Optimal stepsize #52

antoine-levitt · 2017-05-23T19:18:58Z

It would be good to have an optimal linesearch, mostly for testing purposes (it somewhat reduces the noise in comparing two methods). I took a stab at implementing this using Optim.jl, but ran into the following circular dependency problem :
https://discourse.julialang.org/t/circular-modules-and-precompilation-errors/3855/2
(optim uses linesearches which uses optim)
Ideas for bypassing this welcome!

pkofod · 2017-05-23T19:35:08Z

Can you post the code? If you don't want to make it public, then can you at least send it to me in a private message on gitter? https://gitter.im/pkofod

Edit: Are you just using an optimizer from Optim to minimize along the search direction?

antoine-levitt · 2017-05-23T19:38:00Z

Oh of course, it's completely trivial:

import Optim

function exact!{T}(df,
                          x::Vector{T},
                          s::Vector,
                          x_scratch::Vector,
                          gr_scratch::Vector,
                          lsr::LineSearches.LineSearchResults,
                          alpha::Real = 1.0,
                          mayterminate::Bool = false)
    @assert alpha > 0
    f_calls = 1
    g_calls = 0

    function f_inner(alpha)
        push!(lsr.alpha, alpha)
        f_calls = f_calls + 1

        x_scratch .= x .+ alpha .* s
        f_x_scratch = df.f(x_scratch)
        push!(lsr.value, f_x_scratch)
        return f_x_scratch
    end

    res = Optim.optimize(f_inner, 0.0, 2alpha)
    alpha = Optim.minimizer(res)

    return alpha, f_calls, g_calls
end

I put that in an "exact.jl" file and included it from LineSearches.jl.

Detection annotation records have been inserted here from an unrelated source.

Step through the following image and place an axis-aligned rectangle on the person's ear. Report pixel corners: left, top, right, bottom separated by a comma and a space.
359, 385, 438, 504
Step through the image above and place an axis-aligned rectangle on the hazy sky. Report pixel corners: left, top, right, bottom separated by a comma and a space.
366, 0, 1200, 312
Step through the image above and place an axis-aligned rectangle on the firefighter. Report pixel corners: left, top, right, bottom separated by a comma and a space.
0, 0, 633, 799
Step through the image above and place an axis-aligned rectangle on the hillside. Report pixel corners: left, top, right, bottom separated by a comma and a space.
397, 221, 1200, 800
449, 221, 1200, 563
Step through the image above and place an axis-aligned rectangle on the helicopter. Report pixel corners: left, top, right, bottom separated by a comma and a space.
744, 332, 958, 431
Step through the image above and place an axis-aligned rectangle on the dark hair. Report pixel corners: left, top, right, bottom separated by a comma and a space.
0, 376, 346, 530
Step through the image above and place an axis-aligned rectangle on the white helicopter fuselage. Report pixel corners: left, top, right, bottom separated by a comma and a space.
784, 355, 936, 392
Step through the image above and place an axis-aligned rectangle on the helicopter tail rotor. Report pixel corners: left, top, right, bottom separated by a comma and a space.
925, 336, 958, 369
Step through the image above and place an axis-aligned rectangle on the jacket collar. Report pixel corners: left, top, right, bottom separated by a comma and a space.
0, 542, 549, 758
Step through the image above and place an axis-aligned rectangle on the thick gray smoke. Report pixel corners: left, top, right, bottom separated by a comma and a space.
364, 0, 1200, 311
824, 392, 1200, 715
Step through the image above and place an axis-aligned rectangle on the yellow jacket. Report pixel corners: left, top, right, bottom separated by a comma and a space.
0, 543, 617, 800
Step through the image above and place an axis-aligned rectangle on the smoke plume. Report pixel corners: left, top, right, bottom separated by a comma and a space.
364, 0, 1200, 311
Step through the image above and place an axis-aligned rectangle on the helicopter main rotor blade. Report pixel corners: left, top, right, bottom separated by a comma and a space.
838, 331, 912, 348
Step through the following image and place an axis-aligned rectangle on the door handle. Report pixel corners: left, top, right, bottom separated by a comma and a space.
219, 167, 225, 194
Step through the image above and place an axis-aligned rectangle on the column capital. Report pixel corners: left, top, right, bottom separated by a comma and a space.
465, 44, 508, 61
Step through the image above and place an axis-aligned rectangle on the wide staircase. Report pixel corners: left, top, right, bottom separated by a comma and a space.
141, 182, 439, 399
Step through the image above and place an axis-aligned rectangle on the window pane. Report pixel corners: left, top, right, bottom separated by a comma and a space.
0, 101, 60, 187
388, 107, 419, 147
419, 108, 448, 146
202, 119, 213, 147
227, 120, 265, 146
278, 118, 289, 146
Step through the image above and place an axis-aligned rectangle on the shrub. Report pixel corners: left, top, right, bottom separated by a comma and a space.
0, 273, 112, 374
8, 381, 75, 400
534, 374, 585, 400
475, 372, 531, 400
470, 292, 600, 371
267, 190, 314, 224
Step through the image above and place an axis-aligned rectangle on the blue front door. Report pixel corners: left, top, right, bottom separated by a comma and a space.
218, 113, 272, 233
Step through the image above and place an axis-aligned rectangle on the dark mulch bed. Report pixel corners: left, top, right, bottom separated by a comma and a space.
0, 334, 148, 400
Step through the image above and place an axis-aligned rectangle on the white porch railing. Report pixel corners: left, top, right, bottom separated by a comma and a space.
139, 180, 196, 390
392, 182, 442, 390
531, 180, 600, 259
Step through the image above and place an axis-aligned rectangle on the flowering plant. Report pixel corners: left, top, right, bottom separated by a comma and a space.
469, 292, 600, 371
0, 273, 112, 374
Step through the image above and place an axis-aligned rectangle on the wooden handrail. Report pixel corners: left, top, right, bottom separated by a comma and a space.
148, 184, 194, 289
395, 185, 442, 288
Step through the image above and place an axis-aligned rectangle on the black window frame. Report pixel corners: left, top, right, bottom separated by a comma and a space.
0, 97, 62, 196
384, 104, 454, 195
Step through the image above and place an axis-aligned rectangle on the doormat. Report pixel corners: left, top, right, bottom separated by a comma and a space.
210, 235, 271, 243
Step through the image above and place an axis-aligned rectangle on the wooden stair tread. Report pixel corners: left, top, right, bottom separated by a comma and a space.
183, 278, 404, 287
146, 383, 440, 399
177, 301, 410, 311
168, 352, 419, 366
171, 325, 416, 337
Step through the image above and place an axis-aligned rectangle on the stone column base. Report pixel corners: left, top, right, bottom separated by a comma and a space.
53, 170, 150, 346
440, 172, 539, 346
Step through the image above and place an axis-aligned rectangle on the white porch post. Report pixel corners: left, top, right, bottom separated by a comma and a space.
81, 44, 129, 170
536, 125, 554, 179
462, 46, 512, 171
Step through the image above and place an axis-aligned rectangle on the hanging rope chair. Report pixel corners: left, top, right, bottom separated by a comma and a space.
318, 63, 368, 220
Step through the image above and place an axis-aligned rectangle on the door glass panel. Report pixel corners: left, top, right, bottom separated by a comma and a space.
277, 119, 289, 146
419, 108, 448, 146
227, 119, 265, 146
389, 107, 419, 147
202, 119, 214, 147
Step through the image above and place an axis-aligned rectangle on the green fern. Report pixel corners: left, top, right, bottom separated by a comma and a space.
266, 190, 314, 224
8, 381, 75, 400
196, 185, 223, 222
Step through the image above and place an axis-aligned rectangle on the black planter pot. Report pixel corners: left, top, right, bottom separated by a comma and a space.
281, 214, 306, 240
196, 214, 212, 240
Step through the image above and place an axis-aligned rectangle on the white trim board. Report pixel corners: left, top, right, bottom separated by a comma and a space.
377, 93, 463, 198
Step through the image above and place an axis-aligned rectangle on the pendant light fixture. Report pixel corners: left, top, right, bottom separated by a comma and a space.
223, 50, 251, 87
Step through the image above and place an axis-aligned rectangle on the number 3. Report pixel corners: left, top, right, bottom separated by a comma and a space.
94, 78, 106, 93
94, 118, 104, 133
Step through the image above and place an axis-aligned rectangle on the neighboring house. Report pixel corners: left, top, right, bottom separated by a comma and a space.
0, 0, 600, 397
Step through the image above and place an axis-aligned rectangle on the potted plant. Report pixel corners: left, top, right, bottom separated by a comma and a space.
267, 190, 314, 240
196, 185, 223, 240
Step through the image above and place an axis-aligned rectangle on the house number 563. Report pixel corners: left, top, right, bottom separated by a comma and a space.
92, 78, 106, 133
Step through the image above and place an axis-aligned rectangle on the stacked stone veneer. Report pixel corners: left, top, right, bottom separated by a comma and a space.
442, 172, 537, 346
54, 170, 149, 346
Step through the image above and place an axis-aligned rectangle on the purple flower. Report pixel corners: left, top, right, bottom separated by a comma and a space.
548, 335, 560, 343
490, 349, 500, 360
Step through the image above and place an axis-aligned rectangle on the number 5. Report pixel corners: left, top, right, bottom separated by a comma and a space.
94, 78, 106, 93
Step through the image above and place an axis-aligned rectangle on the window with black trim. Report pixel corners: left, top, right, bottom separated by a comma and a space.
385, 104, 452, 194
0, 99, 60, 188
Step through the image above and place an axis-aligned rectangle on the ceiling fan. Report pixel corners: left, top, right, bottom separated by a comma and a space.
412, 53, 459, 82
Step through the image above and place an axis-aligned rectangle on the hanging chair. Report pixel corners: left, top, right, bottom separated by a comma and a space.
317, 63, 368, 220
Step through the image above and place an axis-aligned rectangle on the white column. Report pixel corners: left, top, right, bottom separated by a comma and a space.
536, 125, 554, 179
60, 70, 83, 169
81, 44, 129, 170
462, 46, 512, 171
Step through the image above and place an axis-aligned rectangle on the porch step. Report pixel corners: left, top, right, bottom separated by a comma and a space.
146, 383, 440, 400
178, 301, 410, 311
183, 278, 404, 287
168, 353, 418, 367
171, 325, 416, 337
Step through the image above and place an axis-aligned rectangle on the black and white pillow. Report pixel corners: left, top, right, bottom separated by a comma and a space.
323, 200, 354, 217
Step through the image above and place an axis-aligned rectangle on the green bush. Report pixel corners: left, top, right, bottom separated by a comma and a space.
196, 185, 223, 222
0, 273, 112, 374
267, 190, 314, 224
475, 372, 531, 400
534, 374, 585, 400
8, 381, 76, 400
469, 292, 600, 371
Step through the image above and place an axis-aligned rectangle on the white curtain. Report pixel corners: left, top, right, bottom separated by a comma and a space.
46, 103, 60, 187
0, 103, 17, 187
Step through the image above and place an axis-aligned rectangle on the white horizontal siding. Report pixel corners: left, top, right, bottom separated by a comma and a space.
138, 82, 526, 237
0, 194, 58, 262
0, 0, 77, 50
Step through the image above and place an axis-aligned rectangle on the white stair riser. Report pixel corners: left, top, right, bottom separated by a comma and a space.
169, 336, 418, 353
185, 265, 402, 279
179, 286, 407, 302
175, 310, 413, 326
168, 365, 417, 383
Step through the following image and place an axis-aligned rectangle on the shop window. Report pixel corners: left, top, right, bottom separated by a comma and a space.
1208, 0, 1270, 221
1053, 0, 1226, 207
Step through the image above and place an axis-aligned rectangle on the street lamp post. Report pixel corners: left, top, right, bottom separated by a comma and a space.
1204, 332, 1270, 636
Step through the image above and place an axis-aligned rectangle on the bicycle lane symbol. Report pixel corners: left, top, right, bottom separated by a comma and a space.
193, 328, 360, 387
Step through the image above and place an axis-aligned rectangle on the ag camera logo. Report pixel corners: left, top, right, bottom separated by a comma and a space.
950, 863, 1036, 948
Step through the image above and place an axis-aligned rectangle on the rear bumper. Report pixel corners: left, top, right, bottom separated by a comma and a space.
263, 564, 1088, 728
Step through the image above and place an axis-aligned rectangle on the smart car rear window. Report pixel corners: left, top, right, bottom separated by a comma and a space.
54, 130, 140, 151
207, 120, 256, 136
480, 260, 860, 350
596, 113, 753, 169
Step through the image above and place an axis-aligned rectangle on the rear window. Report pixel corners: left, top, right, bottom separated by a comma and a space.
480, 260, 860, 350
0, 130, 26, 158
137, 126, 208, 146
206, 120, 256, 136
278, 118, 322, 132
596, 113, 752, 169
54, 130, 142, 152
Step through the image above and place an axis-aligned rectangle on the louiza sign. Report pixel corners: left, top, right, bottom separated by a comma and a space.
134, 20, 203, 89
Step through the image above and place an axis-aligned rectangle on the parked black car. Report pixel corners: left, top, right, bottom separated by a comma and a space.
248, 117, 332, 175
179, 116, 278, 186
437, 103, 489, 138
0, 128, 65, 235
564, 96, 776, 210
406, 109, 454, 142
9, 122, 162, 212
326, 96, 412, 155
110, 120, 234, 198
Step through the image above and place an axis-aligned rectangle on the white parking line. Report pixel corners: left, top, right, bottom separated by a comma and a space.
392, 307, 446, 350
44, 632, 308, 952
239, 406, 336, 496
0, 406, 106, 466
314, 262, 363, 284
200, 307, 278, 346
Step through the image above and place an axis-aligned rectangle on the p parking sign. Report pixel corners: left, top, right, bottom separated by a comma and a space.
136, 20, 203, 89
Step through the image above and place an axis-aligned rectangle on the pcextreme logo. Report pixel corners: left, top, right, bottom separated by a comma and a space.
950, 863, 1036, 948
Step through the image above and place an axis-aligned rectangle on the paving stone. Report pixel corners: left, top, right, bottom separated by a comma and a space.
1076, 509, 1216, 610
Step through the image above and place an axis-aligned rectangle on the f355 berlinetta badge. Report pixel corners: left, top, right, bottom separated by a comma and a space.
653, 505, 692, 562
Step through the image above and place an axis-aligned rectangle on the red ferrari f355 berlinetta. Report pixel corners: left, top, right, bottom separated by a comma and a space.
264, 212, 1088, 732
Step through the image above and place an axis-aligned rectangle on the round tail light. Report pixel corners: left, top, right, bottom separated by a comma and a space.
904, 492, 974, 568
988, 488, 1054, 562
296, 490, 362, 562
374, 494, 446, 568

anriseth · 2017-05-23T20:04:32Z

An exact linesearches is a great idea:) Why are you searching on [0,2alpha]? Sounds somewhat arbitrary, when alpha is a parameter.

…

On Tue, 23 May 2017, 12:38 Antoine Levitt, ***@***.***> wrote: Oh of course, it's completely trivial: import Optim function exact!{T}(df, x::Vector{T}, s::Vector, x_scratch::Vector, gr_scratch::Vector, lsr::LineSearches.LineSearchResults, alpha::Real = 1.0, mayterminate::Bool = false) @Assert alpha > 0 f_calls = 1 g_calls = 0 function f_inner(alpha) push!(lsr.alpha, alpha) f_calls = f_calls + 1 x_scratch .= x .+ alpha .* s f_x_scratch = df.f(x_scratch) push!(lsr.value, f_x_scratch) return f_x_scratch end res = Optim.optimize(f_inner, 0.0, 2alpha) alpha = Optim.minimizer(res) return alpha, f_calls, g_calls end I put that in an "exact.jl" file and included it from LineSearches.jl. — You are receiving this because you are subscribed to this thread. Reply to this email directly, view it on GitHub <#52 (comment)>, or mute the thread <https://github.com/notifications/unsubscribe-auth/AFV6DaB7c_0act_2x_WZfp5R8MCh49VGks5r8zWZgaJpZM4NkJsn> .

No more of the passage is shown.